2d. The direction of the deflection, to which the centrifugal force is the resistance, which is straight to the center.

3d. The measure of this deflection; the versed sine of the angle.

4th. The reason of the laws of centrifugal force; that these laws merely express the relative amount of the deflection, and so the amount of the force required to produce the deflection, and of the resistance of the revolving body to it, in all different cases.

5th. That the deflection of a revolving body presents a case analogous to that of uniformly accelerated motion, under the action of a constant force, similar to that which is presented by falling bodies;[1] and finally,

6th. How to find the coefficient, by which the amount of centrifugal force exerted in any case may be computed.

[Footnote 1: A body revolving with a uniform velocity in a horizontal plane would present the only case of uniformly accelerated motion that is possible to be realized under actual conditions.]

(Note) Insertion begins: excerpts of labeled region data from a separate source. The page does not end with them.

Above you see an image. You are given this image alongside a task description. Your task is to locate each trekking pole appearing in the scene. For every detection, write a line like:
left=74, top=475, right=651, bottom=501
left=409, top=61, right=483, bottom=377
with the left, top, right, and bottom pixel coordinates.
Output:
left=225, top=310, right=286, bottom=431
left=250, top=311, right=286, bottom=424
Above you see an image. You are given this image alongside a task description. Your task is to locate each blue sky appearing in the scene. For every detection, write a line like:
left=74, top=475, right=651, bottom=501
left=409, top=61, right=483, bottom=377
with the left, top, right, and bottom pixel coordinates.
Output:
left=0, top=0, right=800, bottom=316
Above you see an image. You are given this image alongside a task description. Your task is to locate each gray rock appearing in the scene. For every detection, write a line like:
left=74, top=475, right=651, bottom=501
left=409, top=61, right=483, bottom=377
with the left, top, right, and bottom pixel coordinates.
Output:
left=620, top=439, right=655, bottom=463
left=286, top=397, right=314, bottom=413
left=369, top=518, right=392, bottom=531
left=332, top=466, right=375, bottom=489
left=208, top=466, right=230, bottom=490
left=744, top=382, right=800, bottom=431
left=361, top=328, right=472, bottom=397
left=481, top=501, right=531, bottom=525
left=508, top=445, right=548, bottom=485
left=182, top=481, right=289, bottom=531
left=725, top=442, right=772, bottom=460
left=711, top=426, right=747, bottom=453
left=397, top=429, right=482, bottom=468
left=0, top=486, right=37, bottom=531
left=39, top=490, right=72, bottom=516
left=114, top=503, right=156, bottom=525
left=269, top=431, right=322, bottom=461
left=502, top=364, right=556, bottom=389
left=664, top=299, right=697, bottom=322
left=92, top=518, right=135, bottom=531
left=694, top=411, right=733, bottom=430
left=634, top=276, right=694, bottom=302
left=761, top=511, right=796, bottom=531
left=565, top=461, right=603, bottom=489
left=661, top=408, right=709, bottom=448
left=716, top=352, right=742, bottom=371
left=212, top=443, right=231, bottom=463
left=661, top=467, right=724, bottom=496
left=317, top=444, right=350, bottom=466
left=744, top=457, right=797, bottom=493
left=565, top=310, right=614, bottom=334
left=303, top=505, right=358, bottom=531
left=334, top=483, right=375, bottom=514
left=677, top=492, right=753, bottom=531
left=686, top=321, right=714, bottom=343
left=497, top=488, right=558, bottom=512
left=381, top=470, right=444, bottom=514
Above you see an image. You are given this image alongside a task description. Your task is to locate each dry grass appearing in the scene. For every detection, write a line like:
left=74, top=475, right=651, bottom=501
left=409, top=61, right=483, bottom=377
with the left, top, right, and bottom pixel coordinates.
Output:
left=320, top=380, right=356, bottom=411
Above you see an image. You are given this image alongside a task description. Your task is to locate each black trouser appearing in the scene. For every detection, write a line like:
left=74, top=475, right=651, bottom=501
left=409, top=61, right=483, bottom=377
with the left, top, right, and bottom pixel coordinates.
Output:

I now pass to some other features.

First.--You will observe that, relatively to the center, a revolving body, at any point in its revolution, is at rest. That is, it has no motion, either from or toward the center, except that which is produced by the action of the centripetal force. It has, therefore, this identity also with a falling body, that it starts from a state of rest. This brings us to a far more comprehensive definition of centrifugal force. This is the resistance which a body opposes to being put in motion, at any velocity acquired in any time, from a state of rest. Thus centrifugal force reveals to us the measure of the inertia of matter. This inertia may be demonstrated and exhibited by means of apparatus constructed on this principle quite as accurately as it can be in any other way.

Second.--You will also observe the fact, that motion must be imparted to a body gradually. As distance, through which force can act, is necessary to the impartation of velocity, so also time, during which force can act, is necessary to the same result. We do not know how motion from a state of rest begins, any more than we know how a polygon becomes a circle. But we do know that infinite force cannot impart absolutely instantaneous motion to even the smallest body, or to a body capable of opposing the least resistance. Time being an essential element or factor in the impartation of velocity, if this factor be omitted, the least resistance becomes infinite.

We have a practical illustration of this truth in the explosion of nitro-glycerine. If a small portion of this compound be exploded on the surface of a granite bowlder, in the open air, the bowlder will be rent into fragments. The explanation of this phenomenon common among the laborers who are the most numerous witnesses of it, which you have doubtless often heard, and which is accepted by ignorant minds without further thought, is that the action of nitro-glycerine is downward. We know that such an idea is absurd.